This article will take you to master the debugging method of complex Gremlin query

Abstract: Gremlin is the most common basic query language used in graph database queries. Gremlin's Turing completeness allows it to write very complex queries. For complex problems, how do we write a complex query? And how do we understand the existing complex queries? This article will take you step by step to complete the debugging of complex queries.

This article is shared from Huawei Cloud Community " Complex Gremlin Query Debugging Method ", the original author: Uncle_Tom.

1. Introduction to Gremlin

Gremlin is a graph traversal language under the framework of Apache TinkerPop. Gremlin is a functional data flow language that allows users to express complex property graph traversal or query in a concise way. Each Gremlin traversal consists of a series of steps (which can be nested), and each step performs an atomic operation on the data stream.

Gremlin is a language used to describe walking in attribute graphs. The graph traversal is performed in two steps.

1.1. Traversal Source (TraversalSource)

Start node selection. All traversals start by selecting a set of nodes in the database, which serve as the starting point for walking in the graph. Traversal in Gremlin starts from TraversalSource. GraphTraversalSource provides two traversal methods.

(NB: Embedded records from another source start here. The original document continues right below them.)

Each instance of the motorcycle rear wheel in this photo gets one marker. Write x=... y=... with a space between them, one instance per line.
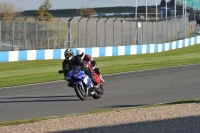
x=80 y=92
x=97 y=94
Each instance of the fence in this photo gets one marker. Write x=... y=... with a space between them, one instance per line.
x=62 y=33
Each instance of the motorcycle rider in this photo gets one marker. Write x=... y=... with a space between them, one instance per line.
x=88 y=59
x=72 y=61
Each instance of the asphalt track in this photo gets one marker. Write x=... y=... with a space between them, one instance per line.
x=121 y=90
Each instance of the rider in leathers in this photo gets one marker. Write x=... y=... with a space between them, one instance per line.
x=72 y=61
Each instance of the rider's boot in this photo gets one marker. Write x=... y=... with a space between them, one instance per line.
x=101 y=78
x=94 y=82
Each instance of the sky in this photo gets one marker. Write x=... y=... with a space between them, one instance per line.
x=75 y=4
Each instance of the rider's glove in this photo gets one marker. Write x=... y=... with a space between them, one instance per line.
x=60 y=71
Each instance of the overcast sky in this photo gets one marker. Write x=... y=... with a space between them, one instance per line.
x=71 y=4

• GraphTraversalSource.V (Object… ids): traverse from the vertices of the graph (if no id is provided, all vertices).
• GraphTraversalSource.E (Object… ids): traverse from the edge of the graph (if no id is provided, then all edges).

1.2. Graph Traversal (GraphTraversal)

Walking the graph. Starting from the node selected in the previous step, the traversal will proceed along the edges of the graph to reach adjacent nodes according to the attributes and types of the nodes and edges. The ultimate goal of traversal is to determine all the nodes that can be reached by traversal. You can think of graph traversal as a subgraph description, which must be executed to return nodes.

The return type of V() and E() is GraphTraversal. GraphTraversal maintains many methods that return GraphTraversal. GraphTraversal supports combination of functions. Each method of GraphTraversal is called a step, and each step modulates the result of the previous step in one of five conventional ways.

1. map: Convert the passed traversal object into another object (S→E).
2. flatMap: Iterator (S\subseteq E^*S⊆E∗) that transforms the passed traversal object into other objects.
3. filter: Allow or prohibit the traverser to proceed to the next step (S→S∪∅).
4. sideEffect: Allow the traverser to remain unchanged, but produce some computational side effects in the process (S↬S).
5. branch: Split the traverser and send it to any position in the traversal (S→{S1→E^ ,…, S_n→E^ S1→E∗,…, Sn​→E∗}→E*) .

• Almost every step in GraphTraversal is extended from MapStep, FlatMapStep, FilterStep, SideEffectStep or BranchStep.
• Example: find someone makro knows

gremlin> g.V().has('name','marko').out('knows').values('name') 
==>vadas
==>josh

1.3. Gremlin is Turing Complete

This means that any complicated problem can be described with Gremlin.

The following is to debug and write complex gremlin queries, and give guidance and methodology.

2. Debugging of complex Gremlin queries

Gremlin's queries are composed of simple queries combined into complex queries. Therefore, the complex Gremlin query can be divided into the following three steps, and iteratively complete the verification of all statements step by step. This method is also suitable for writing complex Gremlin queries.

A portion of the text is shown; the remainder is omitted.